Phnom Penh is quite expansive, so we'd suggest getting a tuk-tuk to transport, but always agree to the price before you take the ride as fares vary depending on distance and occasionally you will hear about tourists being ripped off on price or being stuck with a hefty cost at the end of the ride. The same goes for taxis, though tuk-tuks are more adventurous in our opinion. If you have a full day of travelling around the sites, we'd suggest paying $15-$20 and just hiring the tuk-tuk driver for the day, as the market seems very saturated, a steady day of work will make a driver happy.
Phnom Penh is a convenient hub for travel around the country and the whole region.
Phnom Penh airport offers multiple cheap and quick flights to other surrounding Southeast Asian countries but always allow a good amount of time to get to the airport, as the traffic can be quite horrendous and the departures terminal is chaotic.
Phnom Penh also serves as a coach bus hub for travel to other parts of Cambodia, as well as Ho Chi Minh City and Bangkok.

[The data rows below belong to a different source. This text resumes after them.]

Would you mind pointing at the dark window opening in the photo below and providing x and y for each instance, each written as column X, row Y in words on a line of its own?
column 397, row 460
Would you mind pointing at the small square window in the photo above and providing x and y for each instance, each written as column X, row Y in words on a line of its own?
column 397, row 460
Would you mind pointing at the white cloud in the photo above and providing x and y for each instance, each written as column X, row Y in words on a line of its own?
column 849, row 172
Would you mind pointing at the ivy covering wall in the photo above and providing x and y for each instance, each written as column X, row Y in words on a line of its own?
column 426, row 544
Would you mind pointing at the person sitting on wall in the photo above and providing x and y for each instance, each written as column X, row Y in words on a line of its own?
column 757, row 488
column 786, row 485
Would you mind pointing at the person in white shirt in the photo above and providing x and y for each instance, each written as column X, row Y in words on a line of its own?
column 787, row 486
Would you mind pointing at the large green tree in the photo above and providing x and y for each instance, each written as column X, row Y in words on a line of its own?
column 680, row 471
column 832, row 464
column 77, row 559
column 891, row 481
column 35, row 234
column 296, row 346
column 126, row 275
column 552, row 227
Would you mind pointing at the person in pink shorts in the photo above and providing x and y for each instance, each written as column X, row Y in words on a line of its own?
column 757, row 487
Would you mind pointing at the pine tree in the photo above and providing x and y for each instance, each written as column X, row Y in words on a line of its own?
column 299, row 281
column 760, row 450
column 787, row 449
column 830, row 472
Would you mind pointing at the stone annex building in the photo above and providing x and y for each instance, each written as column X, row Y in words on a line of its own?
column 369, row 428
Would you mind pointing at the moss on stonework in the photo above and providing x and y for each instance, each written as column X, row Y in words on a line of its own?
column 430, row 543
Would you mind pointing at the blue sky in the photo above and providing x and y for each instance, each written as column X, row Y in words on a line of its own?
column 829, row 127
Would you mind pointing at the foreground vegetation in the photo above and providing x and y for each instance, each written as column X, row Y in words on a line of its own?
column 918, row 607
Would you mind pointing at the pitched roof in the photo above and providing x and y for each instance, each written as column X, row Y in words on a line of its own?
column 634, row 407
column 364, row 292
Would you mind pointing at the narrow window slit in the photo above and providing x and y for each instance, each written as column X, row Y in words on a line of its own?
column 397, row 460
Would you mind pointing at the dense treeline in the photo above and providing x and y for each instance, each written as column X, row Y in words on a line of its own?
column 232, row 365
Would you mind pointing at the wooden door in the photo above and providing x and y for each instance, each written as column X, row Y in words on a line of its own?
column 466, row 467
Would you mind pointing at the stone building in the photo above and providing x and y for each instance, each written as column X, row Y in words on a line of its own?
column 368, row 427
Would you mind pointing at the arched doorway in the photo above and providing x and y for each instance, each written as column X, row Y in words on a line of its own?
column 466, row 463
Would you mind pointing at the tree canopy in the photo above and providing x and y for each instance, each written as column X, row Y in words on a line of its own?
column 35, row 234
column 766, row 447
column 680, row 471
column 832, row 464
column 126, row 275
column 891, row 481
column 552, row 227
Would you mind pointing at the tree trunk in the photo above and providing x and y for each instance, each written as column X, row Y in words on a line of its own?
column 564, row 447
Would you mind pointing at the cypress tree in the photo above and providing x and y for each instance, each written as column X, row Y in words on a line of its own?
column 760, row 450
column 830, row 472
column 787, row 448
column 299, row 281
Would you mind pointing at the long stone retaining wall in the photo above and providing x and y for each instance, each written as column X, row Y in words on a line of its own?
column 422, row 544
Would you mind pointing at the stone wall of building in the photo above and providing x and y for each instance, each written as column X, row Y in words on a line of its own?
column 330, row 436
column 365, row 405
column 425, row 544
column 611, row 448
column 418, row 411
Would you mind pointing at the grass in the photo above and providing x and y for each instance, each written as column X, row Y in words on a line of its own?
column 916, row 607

We always recommend to book your bus ticket ahead to secure the class of the seat you want, especially if you travel during peak times.
One thing that makes Phnom Penh so special however is the people. In a country that has experienced so much turmoil and tragedy, nowhere else have we encountered such genuinely kind, good-humoured humans. Despite all the violence and pain they have endured, the Khmer people are peaceful, good humoured and helpful making it a safe place for women and solo travellers to visit.